Como crime público que é, o Ministério Público (MP) tem legitimidade para andar com este processo para a frente. O que significa que as forças da autoridade (que coadjuvam o MP) também podem tomar medidas que vêm no Código de Processo Penal (CPP) como a detenção de cidadão quando apanhado em flagrante delito.
Foi o que aconteceu neste caso de Elvas. O cidadão gritou, em forma de apupo, ao Presidente da República "Vai trabalhar malandro", um agente da PSP estava por perto, deteve-o em flagrante delito, algemou-o em frente aos filhos e levou-o a tribunal para julgamento sumário. A acusação provou-se e a juiz não teve outro remédio senão condená-lo.
Exagerado? Falta de bom senso? Abertura de processos que depois não se podem fechar? Tudo e mais alguma coisa. O problema é que na Justiça não" se dão jeitos", e uma vez aberto um processo (NUIPC - Número Único Individual de Processo Criminal) já não se pode voltar atrás.
Ainda gostava de saber quem é este "Sr. agente" que respira patriotismo e acha que bom senso é deter um cidadão que manda o PR trabalhar, quando este mesmo PR ofende todos os dias os portugueses... Mil vezes levar um processo disciplinar do que deter este cidadão. Mas é este bom senso, coragem, que vão fazendo a distinção entre os cidadãos nos lugares que ocupam.
O agente diz que o cidadão não disse apenas isto contra o PR. Como aquilo que o agente diz faz fé pública a única maneira de deitar o auto de notícia abaixo é apresentar testemunhas que por ali pululavam.
Os tribunais têm de aplicar a Lei, custe o que custar, agrade ou não. É para isso que existem bons advogados. E os bons advogados, mesmo em sumário, pedem prazo para apresentação de prova (que os cidadãos reclamam: isso atrasa a Justiça!); e esgrimam argumentos para excluir a culpa e/ou ilicitude (mais uma sessão e os cidadãos reclamam: isso atrasa a Justiça!).
Cada caso é um caso, e daquilo que conheço este caso tem contornos difíceis de entender, processualmente falando: desde o agente patriota, passando por uma condenação sumária sem qualquer produção de prova, até ao exagero da própria multa. Quanto a esta última a solução é simples: RECORRE-SE (recursos, aquelas peças processuais que os cidadãos entendem como actos dilatórios praticados pelos advogados?! Esses mesmos.)

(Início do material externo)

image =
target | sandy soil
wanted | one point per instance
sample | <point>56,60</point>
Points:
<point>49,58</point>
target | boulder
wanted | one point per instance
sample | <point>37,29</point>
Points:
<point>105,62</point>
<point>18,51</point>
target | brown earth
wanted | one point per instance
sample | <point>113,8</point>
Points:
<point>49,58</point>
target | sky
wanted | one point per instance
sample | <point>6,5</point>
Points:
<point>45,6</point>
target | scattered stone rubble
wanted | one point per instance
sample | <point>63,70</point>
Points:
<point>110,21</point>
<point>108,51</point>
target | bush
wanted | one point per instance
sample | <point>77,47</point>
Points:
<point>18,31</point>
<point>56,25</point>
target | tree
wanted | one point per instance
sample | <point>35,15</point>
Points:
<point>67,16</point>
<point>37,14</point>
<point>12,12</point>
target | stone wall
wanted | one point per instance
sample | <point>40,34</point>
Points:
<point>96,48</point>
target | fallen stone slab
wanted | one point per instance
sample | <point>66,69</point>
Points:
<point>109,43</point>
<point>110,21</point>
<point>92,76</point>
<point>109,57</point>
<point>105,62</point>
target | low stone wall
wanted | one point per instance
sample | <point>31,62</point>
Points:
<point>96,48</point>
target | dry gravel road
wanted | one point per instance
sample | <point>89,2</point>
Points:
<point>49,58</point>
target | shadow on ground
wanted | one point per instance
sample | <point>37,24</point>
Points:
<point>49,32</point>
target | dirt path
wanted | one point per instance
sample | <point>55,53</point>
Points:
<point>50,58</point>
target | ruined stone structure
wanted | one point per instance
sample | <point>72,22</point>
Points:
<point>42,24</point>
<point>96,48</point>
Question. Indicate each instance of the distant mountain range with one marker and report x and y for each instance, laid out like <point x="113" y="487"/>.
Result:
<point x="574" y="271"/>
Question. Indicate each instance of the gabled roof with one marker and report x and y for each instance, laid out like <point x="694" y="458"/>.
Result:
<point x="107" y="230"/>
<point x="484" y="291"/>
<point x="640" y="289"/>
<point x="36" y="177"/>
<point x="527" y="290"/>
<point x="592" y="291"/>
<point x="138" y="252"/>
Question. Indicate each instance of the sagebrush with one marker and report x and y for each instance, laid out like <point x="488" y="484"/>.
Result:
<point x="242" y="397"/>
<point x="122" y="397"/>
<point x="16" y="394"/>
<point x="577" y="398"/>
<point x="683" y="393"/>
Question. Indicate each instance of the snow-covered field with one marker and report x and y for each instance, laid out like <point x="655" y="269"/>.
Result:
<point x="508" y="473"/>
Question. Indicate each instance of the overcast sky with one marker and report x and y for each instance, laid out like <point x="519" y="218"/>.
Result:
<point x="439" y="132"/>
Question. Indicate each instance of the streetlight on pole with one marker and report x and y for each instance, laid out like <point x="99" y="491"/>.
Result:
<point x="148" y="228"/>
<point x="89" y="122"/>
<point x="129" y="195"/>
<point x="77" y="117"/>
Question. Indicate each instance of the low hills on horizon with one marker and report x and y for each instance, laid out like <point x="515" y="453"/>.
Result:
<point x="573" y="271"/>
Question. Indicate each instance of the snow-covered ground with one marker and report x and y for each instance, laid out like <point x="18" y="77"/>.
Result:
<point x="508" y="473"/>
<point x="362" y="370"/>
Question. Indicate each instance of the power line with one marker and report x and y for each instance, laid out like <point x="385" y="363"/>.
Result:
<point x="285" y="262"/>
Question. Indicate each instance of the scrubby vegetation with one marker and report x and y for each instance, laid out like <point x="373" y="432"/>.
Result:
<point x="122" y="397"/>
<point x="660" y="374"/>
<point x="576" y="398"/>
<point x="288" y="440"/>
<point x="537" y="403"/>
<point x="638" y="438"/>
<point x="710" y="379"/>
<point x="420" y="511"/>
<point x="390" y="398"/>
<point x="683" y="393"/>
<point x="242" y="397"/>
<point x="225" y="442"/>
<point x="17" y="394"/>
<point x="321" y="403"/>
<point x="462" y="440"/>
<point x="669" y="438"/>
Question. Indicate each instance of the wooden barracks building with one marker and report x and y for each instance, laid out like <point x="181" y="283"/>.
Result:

O Miguel Sousa Tavares também será condenado se chegar a julgamento. A única diferença entre o MST e este cidadão é que o primeiro vai conseguir arquivar o processo ( não por influências, ou amizades ou "jeitos" - já não há paciência para mitos - mas antes porque vai ser representado por um advogado amigo competente que muito provavelmente não lhe levará um cêntimo pelos autos); o segundo muito provavelmente foi representado pelo estagiário que estava de escala no Tribunal de Elvas que saberá q.b. de Processo Penal, mas falta-lhe a estaleca para lidar com um processo que pode e tomou as proporções que tomou.
E no fim é de se perguntar: e o cidadão recorreu? Quer recorrer? Devia. Muitas vezes e apesar de devidamente advertidos, não querem recorrer. Se ele ganhar na Relação de Évora não paga as custas. (Pois que muitas das vezes só se pensa no quantitativo e não no qualitativo).

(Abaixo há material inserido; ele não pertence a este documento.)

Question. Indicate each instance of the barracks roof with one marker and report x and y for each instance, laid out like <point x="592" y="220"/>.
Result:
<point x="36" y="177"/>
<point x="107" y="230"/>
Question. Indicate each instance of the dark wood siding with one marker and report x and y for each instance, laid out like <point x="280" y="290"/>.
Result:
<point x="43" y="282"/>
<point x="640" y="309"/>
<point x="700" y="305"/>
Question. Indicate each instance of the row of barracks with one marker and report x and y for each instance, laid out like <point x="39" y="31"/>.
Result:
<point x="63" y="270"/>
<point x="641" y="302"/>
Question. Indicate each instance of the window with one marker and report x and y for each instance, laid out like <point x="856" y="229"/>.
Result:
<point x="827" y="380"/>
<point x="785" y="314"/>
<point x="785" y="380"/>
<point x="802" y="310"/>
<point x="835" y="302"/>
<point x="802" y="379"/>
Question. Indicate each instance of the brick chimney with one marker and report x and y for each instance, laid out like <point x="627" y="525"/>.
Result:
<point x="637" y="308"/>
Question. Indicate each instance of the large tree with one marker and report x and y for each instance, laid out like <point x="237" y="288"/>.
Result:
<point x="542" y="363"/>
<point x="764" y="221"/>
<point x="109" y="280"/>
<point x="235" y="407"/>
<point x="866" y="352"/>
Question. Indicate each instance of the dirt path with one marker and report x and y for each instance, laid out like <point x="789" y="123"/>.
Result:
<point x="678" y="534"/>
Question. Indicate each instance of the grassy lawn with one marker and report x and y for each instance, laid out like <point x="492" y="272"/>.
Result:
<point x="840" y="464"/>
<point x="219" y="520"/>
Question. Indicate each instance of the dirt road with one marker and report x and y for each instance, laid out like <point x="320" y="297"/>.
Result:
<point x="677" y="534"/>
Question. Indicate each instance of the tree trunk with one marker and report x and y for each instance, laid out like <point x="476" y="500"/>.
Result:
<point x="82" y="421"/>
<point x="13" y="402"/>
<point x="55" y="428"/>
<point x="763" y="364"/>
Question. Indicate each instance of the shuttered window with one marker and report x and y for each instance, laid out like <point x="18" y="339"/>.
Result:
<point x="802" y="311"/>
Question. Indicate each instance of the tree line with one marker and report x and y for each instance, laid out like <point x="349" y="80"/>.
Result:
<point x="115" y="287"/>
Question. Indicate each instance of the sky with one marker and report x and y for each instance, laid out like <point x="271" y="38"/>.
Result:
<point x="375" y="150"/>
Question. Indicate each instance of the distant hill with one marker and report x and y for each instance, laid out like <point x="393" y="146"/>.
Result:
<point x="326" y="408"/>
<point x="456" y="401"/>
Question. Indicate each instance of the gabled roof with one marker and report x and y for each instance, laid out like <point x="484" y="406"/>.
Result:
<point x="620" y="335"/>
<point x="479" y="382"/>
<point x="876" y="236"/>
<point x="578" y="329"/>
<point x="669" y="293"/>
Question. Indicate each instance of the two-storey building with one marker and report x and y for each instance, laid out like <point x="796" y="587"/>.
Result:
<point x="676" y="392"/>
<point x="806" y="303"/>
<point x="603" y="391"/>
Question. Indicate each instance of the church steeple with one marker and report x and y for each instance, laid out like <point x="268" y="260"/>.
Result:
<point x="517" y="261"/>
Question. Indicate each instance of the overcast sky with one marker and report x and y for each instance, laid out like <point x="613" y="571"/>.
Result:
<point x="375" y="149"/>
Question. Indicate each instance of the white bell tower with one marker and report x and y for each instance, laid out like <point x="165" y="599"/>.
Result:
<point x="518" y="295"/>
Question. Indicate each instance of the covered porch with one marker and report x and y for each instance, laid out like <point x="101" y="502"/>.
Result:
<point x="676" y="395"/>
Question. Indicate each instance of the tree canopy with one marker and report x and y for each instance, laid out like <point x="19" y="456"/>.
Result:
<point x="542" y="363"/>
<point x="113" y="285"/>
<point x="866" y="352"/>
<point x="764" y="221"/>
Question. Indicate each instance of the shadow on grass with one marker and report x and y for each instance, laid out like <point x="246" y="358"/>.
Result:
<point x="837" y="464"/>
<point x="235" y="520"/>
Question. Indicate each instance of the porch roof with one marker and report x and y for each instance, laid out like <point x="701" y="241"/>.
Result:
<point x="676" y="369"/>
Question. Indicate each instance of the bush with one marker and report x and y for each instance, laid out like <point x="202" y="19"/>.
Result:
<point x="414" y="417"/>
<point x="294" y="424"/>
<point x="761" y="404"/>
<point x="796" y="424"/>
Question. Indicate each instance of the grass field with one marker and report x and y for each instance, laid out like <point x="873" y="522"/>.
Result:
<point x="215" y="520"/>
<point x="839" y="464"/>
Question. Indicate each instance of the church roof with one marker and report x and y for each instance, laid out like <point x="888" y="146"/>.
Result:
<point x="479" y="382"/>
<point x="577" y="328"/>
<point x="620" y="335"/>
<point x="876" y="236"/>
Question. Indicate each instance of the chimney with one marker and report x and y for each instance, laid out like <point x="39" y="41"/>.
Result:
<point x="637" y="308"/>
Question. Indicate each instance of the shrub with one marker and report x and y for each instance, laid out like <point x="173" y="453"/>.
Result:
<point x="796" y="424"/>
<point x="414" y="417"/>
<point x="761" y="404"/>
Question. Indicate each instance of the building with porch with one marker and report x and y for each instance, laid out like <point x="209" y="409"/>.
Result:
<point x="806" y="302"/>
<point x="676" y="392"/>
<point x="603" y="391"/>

Para além de ser uma questão de Justiça é também uma maneira de mostrar à pessoa que ocupa o cargo de PR que não o queremos lá, que estamos fartos de tanta incompetência, de tanto desajuste social, de tanta falta de vergonha na cara.

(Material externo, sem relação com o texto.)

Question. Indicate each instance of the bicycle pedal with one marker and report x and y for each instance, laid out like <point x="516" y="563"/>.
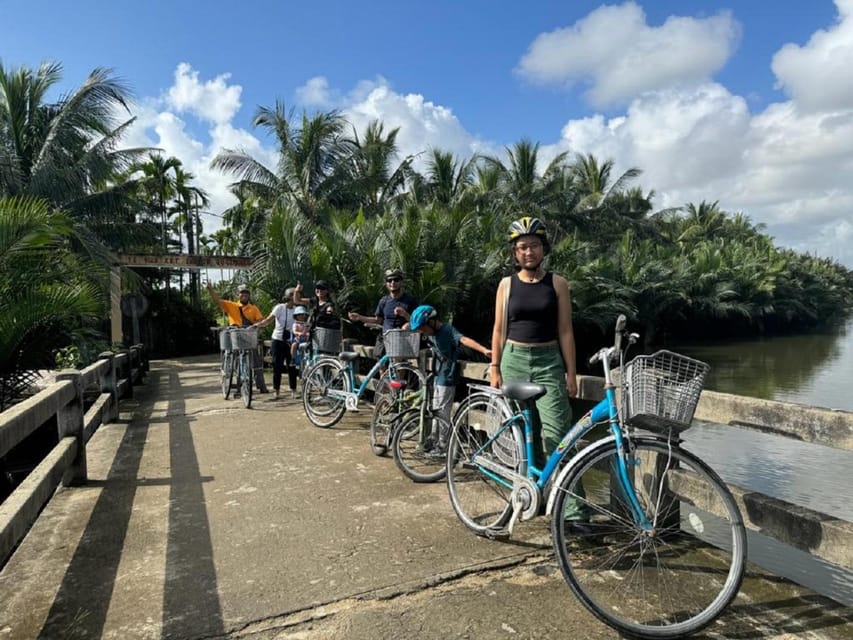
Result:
<point x="497" y="534"/>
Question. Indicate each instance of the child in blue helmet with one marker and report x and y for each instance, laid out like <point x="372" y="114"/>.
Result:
<point x="445" y="339"/>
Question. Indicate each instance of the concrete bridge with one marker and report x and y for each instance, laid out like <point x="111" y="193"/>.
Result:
<point x="201" y="519"/>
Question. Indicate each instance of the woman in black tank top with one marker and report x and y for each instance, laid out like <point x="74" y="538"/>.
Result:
<point x="532" y="339"/>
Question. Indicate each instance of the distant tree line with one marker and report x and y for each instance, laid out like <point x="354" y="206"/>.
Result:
<point x="341" y="205"/>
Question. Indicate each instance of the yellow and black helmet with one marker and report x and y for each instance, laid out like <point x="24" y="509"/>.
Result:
<point x="528" y="226"/>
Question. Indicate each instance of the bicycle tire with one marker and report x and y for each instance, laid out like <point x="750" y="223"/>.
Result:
<point x="226" y="374"/>
<point x="322" y="410"/>
<point x="480" y="502"/>
<point x="668" y="583"/>
<point x="246" y="379"/>
<point x="416" y="449"/>
<point x="389" y="404"/>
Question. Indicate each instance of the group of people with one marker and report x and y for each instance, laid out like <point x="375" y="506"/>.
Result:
<point x="532" y="336"/>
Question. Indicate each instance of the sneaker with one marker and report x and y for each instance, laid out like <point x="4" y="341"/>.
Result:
<point x="580" y="528"/>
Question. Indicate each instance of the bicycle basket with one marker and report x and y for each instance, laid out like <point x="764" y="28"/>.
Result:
<point x="326" y="340"/>
<point x="401" y="343"/>
<point x="662" y="390"/>
<point x="244" y="338"/>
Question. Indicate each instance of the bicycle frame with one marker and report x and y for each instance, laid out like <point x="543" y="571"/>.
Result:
<point x="605" y="411"/>
<point x="351" y="398"/>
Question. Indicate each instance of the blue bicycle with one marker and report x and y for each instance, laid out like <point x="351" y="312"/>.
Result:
<point x="647" y="535"/>
<point x="329" y="388"/>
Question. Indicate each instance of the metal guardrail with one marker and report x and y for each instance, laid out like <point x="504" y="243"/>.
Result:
<point x="113" y="375"/>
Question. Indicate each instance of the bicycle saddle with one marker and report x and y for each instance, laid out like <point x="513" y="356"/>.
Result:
<point x="523" y="390"/>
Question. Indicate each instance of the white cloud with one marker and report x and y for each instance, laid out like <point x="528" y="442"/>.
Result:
<point x="314" y="93"/>
<point x="423" y="124"/>
<point x="214" y="101"/>
<point x="786" y="166"/>
<point x="813" y="74"/>
<point x="615" y="53"/>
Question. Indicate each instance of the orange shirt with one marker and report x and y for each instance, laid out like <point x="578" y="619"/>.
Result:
<point x="232" y="310"/>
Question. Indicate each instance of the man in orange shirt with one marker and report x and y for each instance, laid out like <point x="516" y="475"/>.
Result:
<point x="243" y="314"/>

Só para colmatar com a cereja no topo do bolo, no caso MST a queixa foi apresentada pela própria Casa Civil da Presidência da República; neste último caso, a mesma Casa Civil, após a condenação do cidadão, veio, logo, em comunicado dizer que não tinha nada a ver com este caso uma vez que não tinha apresentado queixa.
Este país precisa basicamente de tudo. Uma Revolução a sério, especialmente de valores.